La quantità di dispositivi che oggi possono essere collegati alla rete domestica è enorme. Purtroppo, però, non sempre la qualità media è all’altezza delle aspettative, perché spesso si tratta di apparecchi economici, diffusi sul mercato a prezzi contenuti ma non sempre sufficientemente affidabili, soprattutto per quanto riguarda la sicurezza informatica e la protezione da accessi non autorizzati.

Questo aspetto è particolarmente importante nella casa intelligente, perché molti dispositivi domotici non si limitano a offrire comodità o automazione, ma controllano funzioni essenziali dell’abitazione, come l’accensione del riscaldamento, la gestione delle caldaie, il controllo delle luci, delle tapparelle, delle serrature e perfino dei sistemi di videosorveglianza. Se un apparecchio di questo tipo viene compromesso, un aggressore può teoricamente intervenire da remoto, modificare le impostazioni o causare danni anche rilevanti.

Un caso molto delicato è quello delle telecamere di sorveglianza di bassa qualità.
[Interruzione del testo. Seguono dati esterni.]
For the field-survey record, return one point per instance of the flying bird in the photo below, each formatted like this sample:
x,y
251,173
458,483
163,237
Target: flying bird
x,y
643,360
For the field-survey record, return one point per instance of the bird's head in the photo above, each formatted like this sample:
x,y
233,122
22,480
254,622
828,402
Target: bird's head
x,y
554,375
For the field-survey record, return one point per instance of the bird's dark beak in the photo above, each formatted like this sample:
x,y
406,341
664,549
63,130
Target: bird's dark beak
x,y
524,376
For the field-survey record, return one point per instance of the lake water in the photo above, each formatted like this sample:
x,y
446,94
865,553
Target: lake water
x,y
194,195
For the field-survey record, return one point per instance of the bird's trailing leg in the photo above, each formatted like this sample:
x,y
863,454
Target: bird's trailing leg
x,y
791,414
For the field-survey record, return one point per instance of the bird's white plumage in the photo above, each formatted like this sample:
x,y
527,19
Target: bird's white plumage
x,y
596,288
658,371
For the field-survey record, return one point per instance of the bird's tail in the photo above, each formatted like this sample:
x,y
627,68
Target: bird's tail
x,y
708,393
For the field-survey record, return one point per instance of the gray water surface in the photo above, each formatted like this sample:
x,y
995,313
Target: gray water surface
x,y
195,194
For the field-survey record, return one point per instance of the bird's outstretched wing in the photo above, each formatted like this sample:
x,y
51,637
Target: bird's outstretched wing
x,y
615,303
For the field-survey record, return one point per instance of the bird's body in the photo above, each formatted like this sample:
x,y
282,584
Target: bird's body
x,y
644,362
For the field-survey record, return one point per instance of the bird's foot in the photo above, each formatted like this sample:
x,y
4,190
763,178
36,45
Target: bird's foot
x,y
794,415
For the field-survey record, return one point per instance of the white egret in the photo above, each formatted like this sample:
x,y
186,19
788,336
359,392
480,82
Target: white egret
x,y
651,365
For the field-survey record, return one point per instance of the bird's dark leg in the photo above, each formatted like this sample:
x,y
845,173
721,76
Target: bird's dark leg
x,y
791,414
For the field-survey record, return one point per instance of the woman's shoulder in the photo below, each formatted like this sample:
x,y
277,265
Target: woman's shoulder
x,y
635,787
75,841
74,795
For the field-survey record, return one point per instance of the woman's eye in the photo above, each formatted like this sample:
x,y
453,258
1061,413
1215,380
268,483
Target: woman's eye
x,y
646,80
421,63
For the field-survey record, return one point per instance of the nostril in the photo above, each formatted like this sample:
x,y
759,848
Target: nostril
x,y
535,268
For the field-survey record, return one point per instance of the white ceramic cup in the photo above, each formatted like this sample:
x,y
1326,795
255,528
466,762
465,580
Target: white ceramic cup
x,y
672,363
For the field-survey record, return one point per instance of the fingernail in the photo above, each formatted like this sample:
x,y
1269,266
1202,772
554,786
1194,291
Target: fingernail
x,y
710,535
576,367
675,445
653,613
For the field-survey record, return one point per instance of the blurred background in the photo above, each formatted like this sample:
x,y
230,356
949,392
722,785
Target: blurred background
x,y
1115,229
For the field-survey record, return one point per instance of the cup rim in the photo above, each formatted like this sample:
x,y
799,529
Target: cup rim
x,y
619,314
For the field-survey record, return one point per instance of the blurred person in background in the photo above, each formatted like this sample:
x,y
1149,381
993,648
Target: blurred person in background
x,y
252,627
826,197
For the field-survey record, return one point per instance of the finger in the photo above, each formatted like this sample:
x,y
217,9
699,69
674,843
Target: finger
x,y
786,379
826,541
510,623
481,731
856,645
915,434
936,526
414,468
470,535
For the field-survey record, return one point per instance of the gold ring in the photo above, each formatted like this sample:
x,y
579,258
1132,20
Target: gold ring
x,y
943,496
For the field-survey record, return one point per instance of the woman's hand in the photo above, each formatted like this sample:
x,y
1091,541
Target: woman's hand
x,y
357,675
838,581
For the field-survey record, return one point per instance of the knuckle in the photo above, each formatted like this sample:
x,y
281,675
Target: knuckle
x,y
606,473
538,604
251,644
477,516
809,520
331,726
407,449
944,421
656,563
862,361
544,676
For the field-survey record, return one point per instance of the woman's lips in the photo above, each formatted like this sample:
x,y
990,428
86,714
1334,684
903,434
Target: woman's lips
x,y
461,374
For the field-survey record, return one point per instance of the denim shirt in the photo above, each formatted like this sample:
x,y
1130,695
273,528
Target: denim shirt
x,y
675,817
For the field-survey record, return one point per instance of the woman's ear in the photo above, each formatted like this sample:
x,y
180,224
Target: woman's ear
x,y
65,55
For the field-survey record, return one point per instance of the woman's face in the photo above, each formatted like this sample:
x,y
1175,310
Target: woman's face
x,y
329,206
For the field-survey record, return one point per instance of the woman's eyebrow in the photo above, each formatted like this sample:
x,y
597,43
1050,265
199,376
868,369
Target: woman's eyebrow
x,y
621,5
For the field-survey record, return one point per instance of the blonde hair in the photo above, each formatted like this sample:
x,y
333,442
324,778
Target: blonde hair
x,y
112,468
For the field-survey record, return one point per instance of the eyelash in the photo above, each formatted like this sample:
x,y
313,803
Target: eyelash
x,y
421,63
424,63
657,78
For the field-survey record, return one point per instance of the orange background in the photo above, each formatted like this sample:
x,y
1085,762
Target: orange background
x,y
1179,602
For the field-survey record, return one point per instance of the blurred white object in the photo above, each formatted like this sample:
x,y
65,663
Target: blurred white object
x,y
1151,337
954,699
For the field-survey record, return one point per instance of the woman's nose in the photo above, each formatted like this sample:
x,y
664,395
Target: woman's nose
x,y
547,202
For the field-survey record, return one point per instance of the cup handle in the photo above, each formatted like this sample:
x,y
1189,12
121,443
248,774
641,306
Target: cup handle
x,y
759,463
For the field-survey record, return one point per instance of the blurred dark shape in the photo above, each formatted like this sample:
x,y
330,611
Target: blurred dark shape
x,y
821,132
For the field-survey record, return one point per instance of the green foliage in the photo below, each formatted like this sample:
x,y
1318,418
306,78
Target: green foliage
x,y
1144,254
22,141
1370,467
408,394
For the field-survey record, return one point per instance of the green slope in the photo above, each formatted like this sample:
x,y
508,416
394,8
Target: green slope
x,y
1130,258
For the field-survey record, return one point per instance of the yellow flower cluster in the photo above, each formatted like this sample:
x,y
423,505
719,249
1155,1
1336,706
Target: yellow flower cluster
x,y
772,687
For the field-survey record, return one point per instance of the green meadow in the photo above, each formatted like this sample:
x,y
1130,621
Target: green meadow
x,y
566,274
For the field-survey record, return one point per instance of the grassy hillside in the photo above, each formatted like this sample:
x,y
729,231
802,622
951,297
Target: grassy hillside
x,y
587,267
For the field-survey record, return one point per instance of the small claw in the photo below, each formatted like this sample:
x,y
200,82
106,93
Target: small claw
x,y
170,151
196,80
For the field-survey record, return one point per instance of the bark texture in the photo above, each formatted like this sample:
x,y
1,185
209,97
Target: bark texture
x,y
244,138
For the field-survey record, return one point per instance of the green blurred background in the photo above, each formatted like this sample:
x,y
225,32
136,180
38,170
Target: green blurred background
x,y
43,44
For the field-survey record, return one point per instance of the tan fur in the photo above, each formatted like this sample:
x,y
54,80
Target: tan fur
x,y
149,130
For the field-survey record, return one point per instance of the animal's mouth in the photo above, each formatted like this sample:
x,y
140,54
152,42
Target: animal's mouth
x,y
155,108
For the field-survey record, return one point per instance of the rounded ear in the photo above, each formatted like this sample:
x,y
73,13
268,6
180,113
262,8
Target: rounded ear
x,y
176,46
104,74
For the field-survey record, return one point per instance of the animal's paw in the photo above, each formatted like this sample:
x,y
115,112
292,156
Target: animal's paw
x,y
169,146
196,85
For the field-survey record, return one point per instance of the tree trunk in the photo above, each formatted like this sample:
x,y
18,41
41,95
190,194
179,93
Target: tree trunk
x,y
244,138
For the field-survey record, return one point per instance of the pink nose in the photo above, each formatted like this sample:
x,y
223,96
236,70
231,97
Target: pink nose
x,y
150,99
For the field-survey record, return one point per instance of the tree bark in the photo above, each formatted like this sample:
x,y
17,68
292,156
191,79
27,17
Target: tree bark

Questi dispositivi sono spesso tra i bersagli preferiti degli hacker, perché in alcuni casi possono essere violati con relativa facilità e usati per raccogliere informazioni sulle abitudini degli abitanti. Da una telecamera compromessa si può capire se il proprietario è in casa, quando è assente, quali ambienti vengono controllati e in che modo è organizzata l’abitazione. Tutto questo rappresenta un rischio concreto, soprattutto se nell’ambiente domestico sono presenti oggetti di valore o aree particolarmente sensibili.

Occorre quindi prestare grande attenzione al numero e alla posizione dei dispositivi installati. Se, per esempio, in una casa sono presenti sei telecamere e una stanza non è coperta da alcun controllo, un eventuale intruso informatico potrebbe notare proprio quell’assenza e intuire che si tratti di un ambiente particolarmente importante, come il luogo in cui è custodita una cassaforte o dove si conservano beni preziosi. Per questo la progettazione dell’impianto non deve essere fatta in modo casuale, ma con un criterio di sicurezza complessivo, evitando sia punti deboli sia configurazioni troppo prevedibili.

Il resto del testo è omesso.